Practice Relating to Rule 57. Ruses of War
Spain’s Field Regulations (1882) states: “The laws of war permit: ambushes, surprises, night attacks, simulated movements, false retreats to ambush, intimidation and provision of false information.”
Spain’s LOAC Manual (1996) states that stratagems are permitted.
The manual adds that, in order to fulfil his mission, the commander may dissimulate his intentions and actions to the enemy in order to mislead him, to induce him to act recklessly or to react against his own interests. However, stratagems must neither infringe any rule of international law applicable in armed conflicts, nor be perfidious.
The manual gives the following examples of stratagems: decoys, mock operations, misinformation, camouflage and disinformation.
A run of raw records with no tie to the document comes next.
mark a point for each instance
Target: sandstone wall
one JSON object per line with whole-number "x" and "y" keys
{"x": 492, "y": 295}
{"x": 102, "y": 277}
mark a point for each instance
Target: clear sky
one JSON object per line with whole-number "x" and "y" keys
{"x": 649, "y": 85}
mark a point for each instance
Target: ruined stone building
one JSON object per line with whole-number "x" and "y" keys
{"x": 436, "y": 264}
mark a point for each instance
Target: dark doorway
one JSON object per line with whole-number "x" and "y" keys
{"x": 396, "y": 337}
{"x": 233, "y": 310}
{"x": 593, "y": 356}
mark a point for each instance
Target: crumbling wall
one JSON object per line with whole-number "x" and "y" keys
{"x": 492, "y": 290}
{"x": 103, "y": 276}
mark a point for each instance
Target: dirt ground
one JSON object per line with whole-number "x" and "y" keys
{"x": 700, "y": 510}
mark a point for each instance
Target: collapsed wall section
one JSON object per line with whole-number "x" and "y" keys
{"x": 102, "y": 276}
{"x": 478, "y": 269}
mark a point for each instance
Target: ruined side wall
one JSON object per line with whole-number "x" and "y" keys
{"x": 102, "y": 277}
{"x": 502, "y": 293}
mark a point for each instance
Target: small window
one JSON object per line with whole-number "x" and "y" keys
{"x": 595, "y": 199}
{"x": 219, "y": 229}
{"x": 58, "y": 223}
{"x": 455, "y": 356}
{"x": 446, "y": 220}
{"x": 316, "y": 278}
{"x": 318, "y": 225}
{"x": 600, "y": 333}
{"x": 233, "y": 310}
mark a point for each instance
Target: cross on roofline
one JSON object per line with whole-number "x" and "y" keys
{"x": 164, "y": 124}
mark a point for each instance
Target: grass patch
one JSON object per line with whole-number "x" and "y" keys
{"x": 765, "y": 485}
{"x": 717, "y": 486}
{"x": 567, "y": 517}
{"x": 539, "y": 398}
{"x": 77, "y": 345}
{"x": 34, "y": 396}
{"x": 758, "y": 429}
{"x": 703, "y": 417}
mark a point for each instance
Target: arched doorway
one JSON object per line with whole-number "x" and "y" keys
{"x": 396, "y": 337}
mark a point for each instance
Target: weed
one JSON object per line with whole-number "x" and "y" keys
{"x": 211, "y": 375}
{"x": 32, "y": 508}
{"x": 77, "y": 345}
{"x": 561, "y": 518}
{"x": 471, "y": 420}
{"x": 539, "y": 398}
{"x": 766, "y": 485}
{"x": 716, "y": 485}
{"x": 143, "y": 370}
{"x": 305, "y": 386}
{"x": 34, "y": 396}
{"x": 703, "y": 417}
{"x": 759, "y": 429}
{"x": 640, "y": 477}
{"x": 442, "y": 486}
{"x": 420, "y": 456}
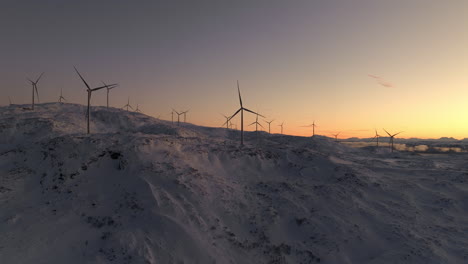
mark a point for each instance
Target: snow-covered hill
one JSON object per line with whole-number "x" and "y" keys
{"x": 141, "y": 190}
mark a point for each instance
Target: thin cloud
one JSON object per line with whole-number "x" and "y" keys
{"x": 381, "y": 81}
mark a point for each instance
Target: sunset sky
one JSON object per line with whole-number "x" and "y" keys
{"x": 351, "y": 66}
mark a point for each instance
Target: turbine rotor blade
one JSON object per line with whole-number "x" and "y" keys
{"x": 40, "y": 76}
{"x": 387, "y": 132}
{"x": 37, "y": 93}
{"x": 101, "y": 87}
{"x": 82, "y": 78}
{"x": 235, "y": 113}
{"x": 238, "y": 90}
{"x": 253, "y": 112}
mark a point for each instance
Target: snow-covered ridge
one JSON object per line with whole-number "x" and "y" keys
{"x": 140, "y": 190}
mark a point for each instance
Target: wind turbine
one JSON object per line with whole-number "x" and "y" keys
{"x": 269, "y": 123}
{"x": 256, "y": 124}
{"x": 227, "y": 121}
{"x": 178, "y": 115}
{"x": 376, "y": 137}
{"x": 392, "y": 137}
{"x": 90, "y": 91}
{"x": 108, "y": 89}
{"x": 34, "y": 85}
{"x": 185, "y": 112}
{"x": 336, "y": 136}
{"x": 128, "y": 104}
{"x": 313, "y": 125}
{"x": 241, "y": 110}
{"x": 281, "y": 127}
{"x": 61, "y": 97}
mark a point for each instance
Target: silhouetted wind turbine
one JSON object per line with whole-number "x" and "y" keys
{"x": 241, "y": 110}
{"x": 376, "y": 137}
{"x": 61, "y": 97}
{"x": 392, "y": 137}
{"x": 128, "y": 104}
{"x": 34, "y": 85}
{"x": 108, "y": 90}
{"x": 185, "y": 112}
{"x": 90, "y": 91}
{"x": 227, "y": 121}
{"x": 336, "y": 136}
{"x": 269, "y": 123}
{"x": 256, "y": 124}
{"x": 313, "y": 125}
{"x": 281, "y": 127}
{"x": 178, "y": 116}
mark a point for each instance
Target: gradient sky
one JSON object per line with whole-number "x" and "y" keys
{"x": 296, "y": 61}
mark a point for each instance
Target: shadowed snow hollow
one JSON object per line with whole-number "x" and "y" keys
{"x": 140, "y": 190}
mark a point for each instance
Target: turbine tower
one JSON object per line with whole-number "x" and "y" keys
{"x": 392, "y": 137}
{"x": 34, "y": 86}
{"x": 90, "y": 91}
{"x": 269, "y": 123}
{"x": 178, "y": 116}
{"x": 376, "y": 137}
{"x": 256, "y": 124}
{"x": 228, "y": 124}
{"x": 281, "y": 127}
{"x": 61, "y": 97}
{"x": 185, "y": 113}
{"x": 241, "y": 110}
{"x": 336, "y": 136}
{"x": 128, "y": 104}
{"x": 313, "y": 125}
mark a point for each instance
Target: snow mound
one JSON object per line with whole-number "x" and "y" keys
{"x": 140, "y": 190}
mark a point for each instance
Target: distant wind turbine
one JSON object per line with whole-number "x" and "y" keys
{"x": 269, "y": 123}
{"x": 392, "y": 137}
{"x": 90, "y": 91}
{"x": 256, "y": 124}
{"x": 185, "y": 113}
{"x": 336, "y": 136}
{"x": 376, "y": 137}
{"x": 281, "y": 127}
{"x": 313, "y": 125}
{"x": 227, "y": 121}
{"x": 178, "y": 115}
{"x": 61, "y": 97}
{"x": 241, "y": 110}
{"x": 128, "y": 105}
{"x": 137, "y": 110}
{"x": 34, "y": 85}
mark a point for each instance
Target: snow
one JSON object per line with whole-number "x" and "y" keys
{"x": 142, "y": 190}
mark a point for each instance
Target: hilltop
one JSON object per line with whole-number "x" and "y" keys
{"x": 142, "y": 190}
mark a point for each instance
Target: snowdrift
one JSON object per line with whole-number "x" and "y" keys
{"x": 140, "y": 190}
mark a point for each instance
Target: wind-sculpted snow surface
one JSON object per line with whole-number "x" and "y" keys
{"x": 140, "y": 190}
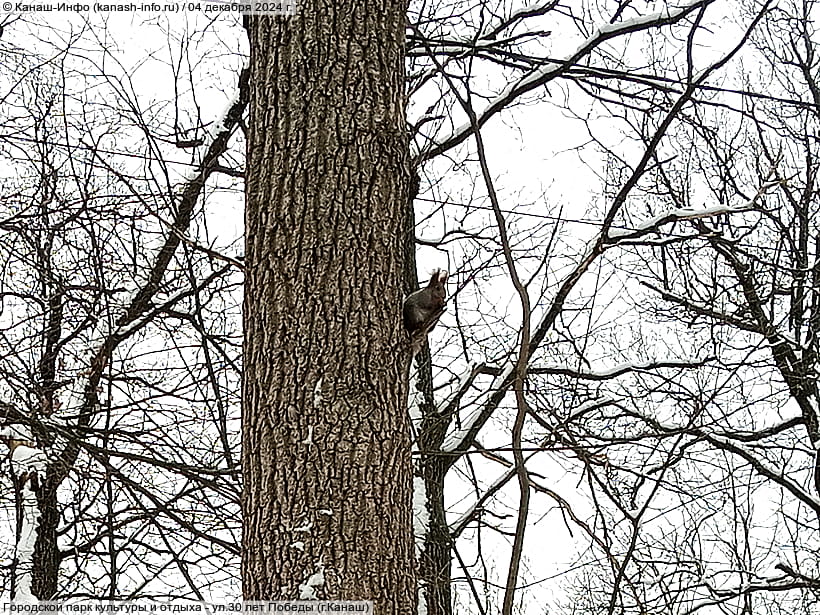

Spain’s LOAC Manual (2007) states:
In order to fulfil their mission, commanders attempt to conceal their intentions and actions, using stratagems and ruses of war. Ruses of war are a legitimate method of warfare, combining deception and trickery to mislead an adversary or induce him to act recklessly or take the wrong decision. However, some ruses of war are prohibited, when they involve perfidy, that is, if they appeal to the good faith of the adversary with the intention of betraying him, misleading him into thinking that certain persons or objects cannot be attacked because they are protected by the law of armed conflict; e.g. the use of an ambulance to transport munitions.
The manual gives the following examples of ruses of war: “decoys, mock operations, camouflage and misinformation”.